5. Neglecting documentation and knowledge sharing

Undocumented processes and knowledge that exists only in certain people's heads create bottlenecks. When those people are unavailable, work stops. Documentation and active knowledge sharing build resilience into the team.

How to Implement DevOps in Your Organization

Getting started with DevOps doesn't require transforming everything at once. A phased approach tends to work better:

  • Assess current state: Look at existing processes, tools, and team dynamics
  • Start small: Pick one team or project as a pilot
  • Build cross-functional teams: Include developers, operations, and security together
  • Automate incrementally: Begin with CI/CD, then expand automation over time
  • Measure and iterate: Track metrics and adjust based on what you learn

FAQs about DevOps Best Practices

What are the 7 C's of DevOps?

The 7 C's refer to continuous development, continuous integration, continuous testing, continuous deployment, continuous delivery, continuous monitoring, and continuous feedback. They represent the ongoing, cyclical nature of DevOps work.

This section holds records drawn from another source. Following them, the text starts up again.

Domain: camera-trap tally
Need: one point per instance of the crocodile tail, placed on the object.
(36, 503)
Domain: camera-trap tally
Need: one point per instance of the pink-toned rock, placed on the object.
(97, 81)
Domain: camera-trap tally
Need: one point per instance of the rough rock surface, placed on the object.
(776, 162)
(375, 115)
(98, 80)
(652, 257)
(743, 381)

What are the three P's of DevOps?

The three P's are People, Process, and Product. Successful DevOps requires cultural change (people), streamlined workflows (process), and appropriate tools (product) working together.

What is the difference between DevOps and DevSecOps?

DevOps focuses on collaboration between development and operations teams. DevSecOps extends this by integrating security practices throughout the entire development lifecycle, making security everyone's responsibility from the start rather than a final checkpoint.

How long does it take for an organization to implement a DevOps strategy?

Timelines vary based on organization size, existing processes, and cultural readiness. Most organizations see initial improvements within a few months, while full transformation typically takes one to two years of ongoing iteration.